Finansal Piyasalarda Kitle Psikolojisi Üzerine

Herhangi bir finansal enstrüman üzerine görüşlerinizi yazın. Bu enstrüman; çok ucuz, çok pahalı, bu noktalar çılgınlık noktaları dediğiniz enstrümanlar olsun. Daha sonra değerleme nedenlerinizi yazdığınız enstrümanları takip etmeyi sürdürün.

Eğer enstrüman istediğiniz gibi giderse öz güveniniz anlamsız şekilde artacak, eğer tam tersi hareket olur ise kendinizden şüphe etmeye başlayacaksınız. İşin komik kısmı ise analiziniz, nedenleriniz her ne olursa olsun  piyasanın gideceği yönde sizi temin ederim ki başka bir neden bulacaksınız. Fikirlerin manipüle edilmesi için bir kaç haftalık trend yeterlidir.

Bunun ise basit bir nedeni var. Kolektif akıl diye tabir ettiğimiz kitlenin sesi, aynı zamanda piyasanın sesidir. Ancak ışık, sesten hızlı hareket eder.Önce ekranımızda fiyatlamaları görürüz, sonra da zihnimiz bu fiyatlara göre piyasadan gelen seslere yenik düşer, senaryolar daha doğrusu bahaneler oluştururuz ve buna göre hareket etmeye başlarız.

Bunun en güzel örneği ise kriz dönemlerinin en belirgin özelliği olan tarihi zirvelerden sonra gelmeleridir. Zirve ve dip noktaları arasında neredeyse hiç bir değişiklik olmaz (tabi siz kendinizi kandırmayı da tercih edebilirsiniz) Ama şuan zirvedeyken bir kaç hafta sonra tarihi dipler görülebilir.

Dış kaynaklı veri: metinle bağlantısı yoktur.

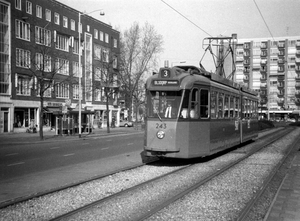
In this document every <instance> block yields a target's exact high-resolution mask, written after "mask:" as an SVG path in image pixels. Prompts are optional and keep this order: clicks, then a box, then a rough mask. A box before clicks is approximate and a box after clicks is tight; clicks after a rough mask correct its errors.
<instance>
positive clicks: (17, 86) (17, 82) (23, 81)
mask: <svg viewBox="0 0 300 221" xmlns="http://www.w3.org/2000/svg"><path fill="white" fill-rule="evenodd" d="M16 82H17V85H16V88H17V90H16V92H17V95H26V96H29V95H30V89H31V88H32V79H31V78H30V77H28V76H23V75H19V74H16Z"/></svg>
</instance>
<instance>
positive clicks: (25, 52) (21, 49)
mask: <svg viewBox="0 0 300 221" xmlns="http://www.w3.org/2000/svg"><path fill="white" fill-rule="evenodd" d="M30 63H31V62H30V51H28V50H24V49H20V48H17V49H16V66H17V67H21V68H30V67H31V64H30Z"/></svg>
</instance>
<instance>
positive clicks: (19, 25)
mask: <svg viewBox="0 0 300 221" xmlns="http://www.w3.org/2000/svg"><path fill="white" fill-rule="evenodd" d="M16 38H20V39H23V40H26V41H30V24H29V23H25V22H23V21H20V20H16Z"/></svg>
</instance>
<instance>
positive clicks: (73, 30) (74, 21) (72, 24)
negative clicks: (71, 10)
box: [71, 19, 75, 31]
mask: <svg viewBox="0 0 300 221" xmlns="http://www.w3.org/2000/svg"><path fill="white" fill-rule="evenodd" d="M71 30H72V31H75V21H74V20H73V19H71Z"/></svg>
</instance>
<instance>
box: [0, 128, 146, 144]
mask: <svg viewBox="0 0 300 221" xmlns="http://www.w3.org/2000/svg"><path fill="white" fill-rule="evenodd" d="M124 133H125V134H126V133H144V130H142V129H141V128H140V127H139V128H135V127H115V128H110V133H107V128H102V129H99V128H95V129H93V130H92V132H91V133H82V134H81V138H79V136H78V134H74V135H56V134H55V130H52V131H50V130H49V131H44V132H43V137H44V139H43V140H41V139H40V134H39V132H37V133H26V132H24V133H14V132H11V133H1V134H0V145H3V144H19V143H36V142H55V141H62V140H69V139H87V138H89V137H95V136H106V135H116V134H124Z"/></svg>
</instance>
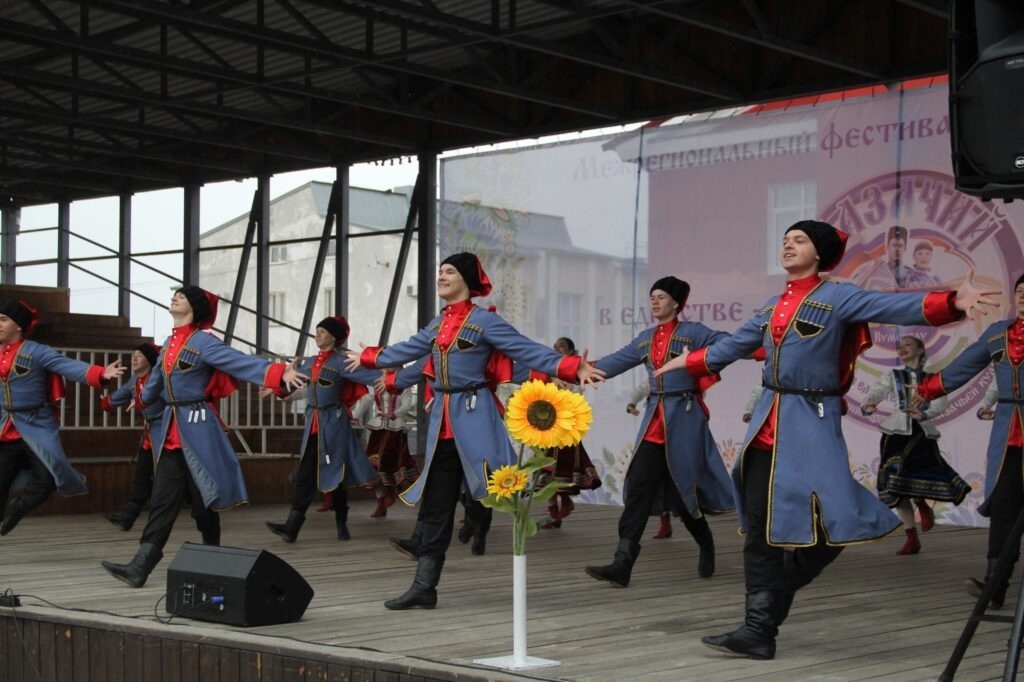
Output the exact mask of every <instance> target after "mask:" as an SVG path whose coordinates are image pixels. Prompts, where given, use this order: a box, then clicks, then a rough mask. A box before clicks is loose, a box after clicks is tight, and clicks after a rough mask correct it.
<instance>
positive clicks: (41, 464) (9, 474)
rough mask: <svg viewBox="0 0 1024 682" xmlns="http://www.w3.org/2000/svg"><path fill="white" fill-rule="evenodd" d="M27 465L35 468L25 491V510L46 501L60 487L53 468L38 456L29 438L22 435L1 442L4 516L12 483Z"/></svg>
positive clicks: (27, 510) (27, 509)
mask: <svg viewBox="0 0 1024 682" xmlns="http://www.w3.org/2000/svg"><path fill="white" fill-rule="evenodd" d="M23 469H29V470H30V471H31V472H32V478H31V479H30V480H29V484H28V485H26V486H25V489H24V491H23V492H22V502H20V503H19V504H20V505H22V506H23V509H24V510H25V511H27V512H28V511H29V510H30V509H35V508H36V507H38V506H39V505H41V504H43V503H44V502H46V501H47V500H48V499H49V497H50V496H51V495H53V491H55V489H57V484H56V481H54V480H53V476H52V475H50V471H49V469H47V468H46V465H44V464H43V462H42V460H40V459H39V458H38V457H36V454H35V453H33V452H32V449H30V447H29V445H28V444H26V442H25V440H22V439H20V438H18V439H17V440H7V441H3V442H0V517H2V516H4V510H5V509H6V508H7V498H8V496H9V495H10V488H11V485H13V484H14V479H15V478H17V474H18V473H20V472H22V470H23Z"/></svg>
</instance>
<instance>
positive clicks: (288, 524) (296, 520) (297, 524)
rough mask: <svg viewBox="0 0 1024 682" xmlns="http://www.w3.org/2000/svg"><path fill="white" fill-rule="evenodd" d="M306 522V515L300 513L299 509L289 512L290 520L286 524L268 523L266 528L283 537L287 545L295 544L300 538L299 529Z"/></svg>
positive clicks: (267, 522)
mask: <svg viewBox="0 0 1024 682" xmlns="http://www.w3.org/2000/svg"><path fill="white" fill-rule="evenodd" d="M305 520H306V515H305V514H303V513H302V512H300V511H299V510H298V509H293V510H291V511H289V512H288V520H287V521H285V522H284V523H271V522H270V521H267V522H266V527H268V528H270V530H271V531H272V532H273V534H274V535H276V536H281V539H282V540H284V541H285V542H286V543H294V542H295V539H296V538H298V537H299V529H300V528H301V527H302V524H303V523H304V522H305Z"/></svg>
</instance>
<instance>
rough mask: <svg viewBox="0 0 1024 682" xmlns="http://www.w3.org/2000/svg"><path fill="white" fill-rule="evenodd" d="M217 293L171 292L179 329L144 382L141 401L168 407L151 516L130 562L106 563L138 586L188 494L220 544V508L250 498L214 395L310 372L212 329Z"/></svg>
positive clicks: (216, 398)
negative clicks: (136, 551) (156, 365)
mask: <svg viewBox="0 0 1024 682" xmlns="http://www.w3.org/2000/svg"><path fill="white" fill-rule="evenodd" d="M219 300H220V299H218V298H217V297H216V296H215V295H213V294H211V293H210V292H208V291H205V290H204V289H201V288H199V287H197V286H195V285H190V286H187V287H182V288H181V289H179V290H178V291H176V292H175V293H174V296H172V297H171V304H170V306H169V308H168V310H169V312H170V313H171V317H172V318H173V319H174V329H172V330H171V336H170V337H169V338H168V339H167V341H165V342H164V349H163V352H161V354H160V357H159V359H158V363H157V370H158V371H157V372H154V373H152V374H151V375H150V380H148V381H147V382H146V384H145V387H144V388H143V389H142V402H152V401H154V400H157V399H161V398H162V399H163V400H164V402H165V406H166V407H165V408H164V418H163V419H162V420H161V422H160V424H159V426H157V427H156V428H155V429H154V430H153V433H152V434H151V435H152V437H153V453H154V456H155V458H156V474H155V478H154V482H153V498H152V500H151V503H150V507H151V509H150V518H148V520H147V521H146V524H145V529H144V530H142V537H141V539H140V540H139V547H138V551H137V552H136V553H135V557H134V558H133V559H132V560H131V561H130V562H128V563H114V562H111V561H102V562H101V565H102V566H103V568H105V569H106V570H108V572H110V573H111V574H112V576H114V577H115V578H117V579H118V580H119V581H122V582H124V583H126V584H128V585H129V586H131V587H134V588H139V587H142V586H143V585H145V581H146V579H147V578H148V577H150V573H151V572H152V571H153V569H154V567H156V565H157V563H159V562H160V559H161V558H163V556H164V553H163V550H164V546H165V545H166V544H167V540H168V539H169V538H170V536H171V529H172V528H173V526H174V521H175V520H176V519H177V517H178V510H179V509H180V507H181V503H182V502H184V500H185V499H188V500H190V502H191V516H193V518H194V519H195V520H196V527H197V528H198V529H199V530H200V532H201V534H202V536H203V544H205V545H219V544H220V516H219V514H218V513H217V512H218V511H220V510H222V509H230V508H231V507H236V506H239V505H244V504H248V502H249V501H248V499H247V498H248V493H247V491H246V483H245V480H243V478H242V467H241V466H240V465H239V460H238V456H237V455H236V453H234V449H233V447H232V446H231V443H230V441H229V440H228V439H227V435H226V434H225V433H224V429H223V425H222V423H221V421H220V415H219V414H217V409H216V407H215V400H217V399H219V398H221V397H224V396H226V395H229V394H230V393H231V391H233V390H234V387H236V384H234V379H236V378H237V379H243V380H245V381H249V382H251V383H254V384H259V385H262V386H265V387H267V388H283V389H293V388H297V387H299V386H302V385H303V384H304V383H305V380H306V379H308V377H306V376H305V375H303V374H300V373H299V372H298V371H296V370H295V368H293V367H291V366H290V365H288V364H285V363H269V361H267V360H263V359H260V358H258V357H254V356H252V355H247V354H246V353H243V352H242V351H241V350H237V349H236V348H231V347H230V346H228V345H227V344H225V343H224V342H223V341H221V340H220V339H218V338H216V337H215V336H213V335H212V334H210V333H208V332H207V331H206V330H208V329H210V328H211V327H213V323H214V321H215V319H216V317H217V304H218V303H219Z"/></svg>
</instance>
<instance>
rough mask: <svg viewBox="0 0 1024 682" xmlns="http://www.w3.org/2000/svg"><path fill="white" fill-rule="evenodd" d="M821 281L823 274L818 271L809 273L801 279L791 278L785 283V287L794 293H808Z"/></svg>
mask: <svg viewBox="0 0 1024 682" xmlns="http://www.w3.org/2000/svg"><path fill="white" fill-rule="evenodd" d="M820 282H821V275H819V274H818V273H816V272H815V273H814V274H808V275H807V276H806V278H800V279H799V280H790V281H788V282H786V283H785V289H786V291H788V292H792V293H794V294H806V293H807V292H809V291H810V290H812V289H814V288H815V287H817V286H818V283H820Z"/></svg>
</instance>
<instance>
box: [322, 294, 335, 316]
mask: <svg viewBox="0 0 1024 682" xmlns="http://www.w3.org/2000/svg"><path fill="white" fill-rule="evenodd" d="M334 315H335V310H334V287H327V288H326V289H325V290H324V316H325V317H333V316H334Z"/></svg>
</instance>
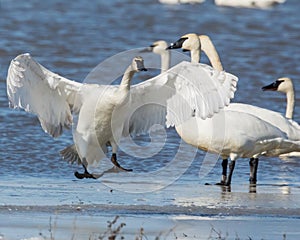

Kolektif akıl piyasanın gidişatına göre kendine argüman üretir, buna inanır ve buna inandırır. Buna göre aksiyon alır, aksiyonları çoğu zaman fiyatlardaki aşırı hareketlere ve aşırı hareketlerde yine daha fazla katılımcının çılgınlığa katılmasına sebep olur.

Kolektif akıl, nerede olursa olsun ucuza alım yapmaya çalışan piyasa katılımcısını, fiyatlar düştükçe satmaya yükseldikçe ise almaya ikna eder. Mutlak bir değer olmamasına rağmen bu fiyatlardan aşırı sapmalara neden olur. Sonuçta fiyatlar değerlerinden ayrılarak bambaşka yerlere sürüklenir.

Bu yanlış fiyatlama, algıdaki en önemli etken referans fiyatlarını da etkiler. Aracı Kurumlardan yapılan tavsiyeler revize edilir, yatırım bankaları tahminlerini günceller, analizlerin şekli ve baktığı veriler değişikliğe uğrar. Hepsi analizleri piyasa uydurmak içindir.

Neden piyasanın durumuna göre analiz üretilir? Finansal kuruluşlar raporlarında genel görüşün aksine yorum bildirmek istemezler. Eğer sürüden ayrılıp aykırı bir görüş bildirirler ve bu görüşlerinde yanılırlarsa müşterilerinden büyük bir linç yiyeceklerini ve itibar kaybedeceklerini bilirler. Bu yüzden bu kurumlar kolektif akla aykırı bir görüş beyan etmezler. Yanılmaları da önemli değildir. Çünkü yanılırlarsa tüm rakipleri de yanılacaktır.

İstatistikle yalan atabilirsiniz, verileri istediğiniz gibi manipüle edebilirsiniz, daha önce oluşmuş bir kaç aynı durum için “yine aynısı olacak kehanetleri”(en çok güldüğüm) savurabilirsiniz ya da tüm bunlara kulaklarınızı tıkayıp çalışmanızı kendiniz yapıp pozisyonunuzu istediğiniz gibi alabilirsiniz.

Seçim sizin. Ya da gerçekten seçim sizin mi?